All cases of suspected exposure to rabies should be treated as soon as possible to prevent the onset of symptoms and death. Post-exposure prevention consists of local treatment of the wound, administration of rabies immunoglobulin (if indicated), and immediate vaccination.

Removing the rabies virus at the site of the infection by chemical or physical means is an effective means of protection. Therefore, prompt local treatment of all bite wounds and scratches that may be contaminated with rabies virus is important.

Recommended first-aid procedures include immediate and thorough flushing and washing of the wound for a minimum of 15 minutes with soap and water, detergent, povidone iodine or other substances that kill the rabies virus.

The recommended post-exposure prophylaxis depends on the type of contact with the suspected rabid animal (see table).

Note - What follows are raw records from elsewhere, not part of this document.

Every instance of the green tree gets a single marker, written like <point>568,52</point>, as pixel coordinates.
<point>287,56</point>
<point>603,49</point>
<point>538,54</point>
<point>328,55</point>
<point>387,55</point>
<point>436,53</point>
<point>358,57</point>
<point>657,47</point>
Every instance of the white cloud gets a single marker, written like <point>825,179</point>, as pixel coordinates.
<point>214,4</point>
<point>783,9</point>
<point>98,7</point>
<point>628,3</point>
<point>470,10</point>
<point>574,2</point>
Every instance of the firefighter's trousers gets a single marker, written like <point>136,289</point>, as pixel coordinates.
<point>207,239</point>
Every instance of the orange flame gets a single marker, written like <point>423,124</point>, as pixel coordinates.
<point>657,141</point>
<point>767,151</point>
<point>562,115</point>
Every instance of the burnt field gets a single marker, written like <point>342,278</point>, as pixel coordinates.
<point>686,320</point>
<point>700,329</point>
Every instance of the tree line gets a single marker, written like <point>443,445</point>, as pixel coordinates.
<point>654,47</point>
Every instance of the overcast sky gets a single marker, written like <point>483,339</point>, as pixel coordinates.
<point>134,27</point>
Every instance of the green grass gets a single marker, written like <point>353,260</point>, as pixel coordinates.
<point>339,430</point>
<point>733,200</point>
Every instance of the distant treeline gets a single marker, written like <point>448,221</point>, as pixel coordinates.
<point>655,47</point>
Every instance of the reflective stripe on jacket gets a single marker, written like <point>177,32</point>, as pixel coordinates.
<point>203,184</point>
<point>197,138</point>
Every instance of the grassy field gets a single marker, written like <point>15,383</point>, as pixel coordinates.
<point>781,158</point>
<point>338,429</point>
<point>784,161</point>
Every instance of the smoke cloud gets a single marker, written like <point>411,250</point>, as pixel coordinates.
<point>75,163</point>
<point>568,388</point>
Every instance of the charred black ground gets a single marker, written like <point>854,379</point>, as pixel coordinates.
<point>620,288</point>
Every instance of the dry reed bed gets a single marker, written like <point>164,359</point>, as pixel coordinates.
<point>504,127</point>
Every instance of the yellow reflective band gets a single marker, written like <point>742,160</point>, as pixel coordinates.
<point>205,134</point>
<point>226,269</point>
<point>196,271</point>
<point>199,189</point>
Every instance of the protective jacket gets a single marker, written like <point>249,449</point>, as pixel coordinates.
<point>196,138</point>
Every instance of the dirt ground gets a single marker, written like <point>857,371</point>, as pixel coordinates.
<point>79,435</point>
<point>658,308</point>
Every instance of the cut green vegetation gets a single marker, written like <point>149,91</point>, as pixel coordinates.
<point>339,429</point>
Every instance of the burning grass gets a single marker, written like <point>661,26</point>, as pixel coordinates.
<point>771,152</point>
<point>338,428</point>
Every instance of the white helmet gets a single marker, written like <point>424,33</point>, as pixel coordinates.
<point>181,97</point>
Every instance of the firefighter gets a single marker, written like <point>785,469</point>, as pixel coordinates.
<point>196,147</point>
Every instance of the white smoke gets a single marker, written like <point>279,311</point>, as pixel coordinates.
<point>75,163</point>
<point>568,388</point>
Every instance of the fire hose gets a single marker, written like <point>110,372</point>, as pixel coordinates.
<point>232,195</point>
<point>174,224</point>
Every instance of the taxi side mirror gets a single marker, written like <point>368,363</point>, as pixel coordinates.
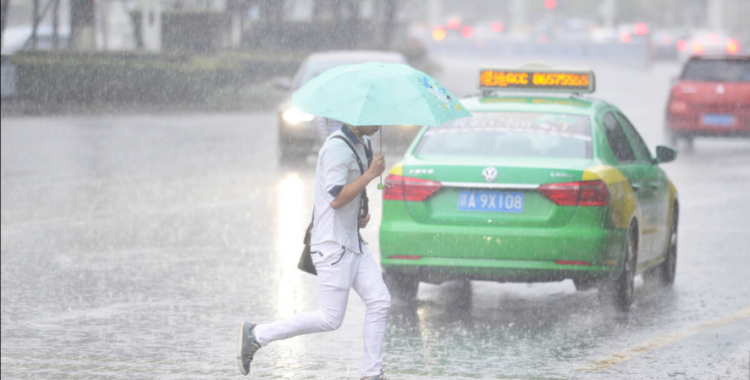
<point>665,154</point>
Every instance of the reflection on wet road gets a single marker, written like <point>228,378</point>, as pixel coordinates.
<point>132,246</point>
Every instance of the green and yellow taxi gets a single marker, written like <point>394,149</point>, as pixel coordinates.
<point>534,187</point>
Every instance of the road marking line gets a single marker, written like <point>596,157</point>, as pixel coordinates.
<point>651,345</point>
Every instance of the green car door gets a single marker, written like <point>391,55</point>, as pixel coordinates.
<point>657,186</point>
<point>640,174</point>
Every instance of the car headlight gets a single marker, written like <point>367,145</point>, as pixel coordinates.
<point>295,116</point>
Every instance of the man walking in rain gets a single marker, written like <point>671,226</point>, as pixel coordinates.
<point>342,260</point>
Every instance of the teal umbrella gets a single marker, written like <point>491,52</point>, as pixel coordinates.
<point>378,94</point>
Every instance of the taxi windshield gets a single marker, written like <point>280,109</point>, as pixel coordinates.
<point>511,134</point>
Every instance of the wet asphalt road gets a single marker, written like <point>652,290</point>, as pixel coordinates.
<point>133,246</point>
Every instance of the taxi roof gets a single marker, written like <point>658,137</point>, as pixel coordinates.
<point>553,104</point>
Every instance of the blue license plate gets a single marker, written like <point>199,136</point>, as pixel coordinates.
<point>492,201</point>
<point>718,120</point>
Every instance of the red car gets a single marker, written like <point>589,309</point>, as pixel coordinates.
<point>711,98</point>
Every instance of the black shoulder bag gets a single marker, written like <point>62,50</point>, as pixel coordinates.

Recommended post-exposure prophylaxis for rabies infection

Category of exposure to suspect rabid animal Post-exposure measures
Category I – touching or feeding animals, licks on intact skin (i.e. no exposure) None
Category II – nibbling of uncovered skin, minor scratches or abrasions without bleeding Immediate vaccination and local treatment of the wound
Category III – single or multiple transdermal bites or scratches, licks on broken skin; contamination of mucous membrane with saliva from licks, exposures to bats. Immediate vaccination and administration of rabies immunoglobulin; local treatment of the wound

Other factors that should be taken into consideration when deciding whether to initiate post-exposure prevention include:

  • the likelihood of the implicated animal being rabid
  • the clinical features of the animal and its availability for observation and laboratory testing.

In developing countries, the vaccination status of the suspected animal alone should not be considered when deciding whether to initiate prophylaxis or not.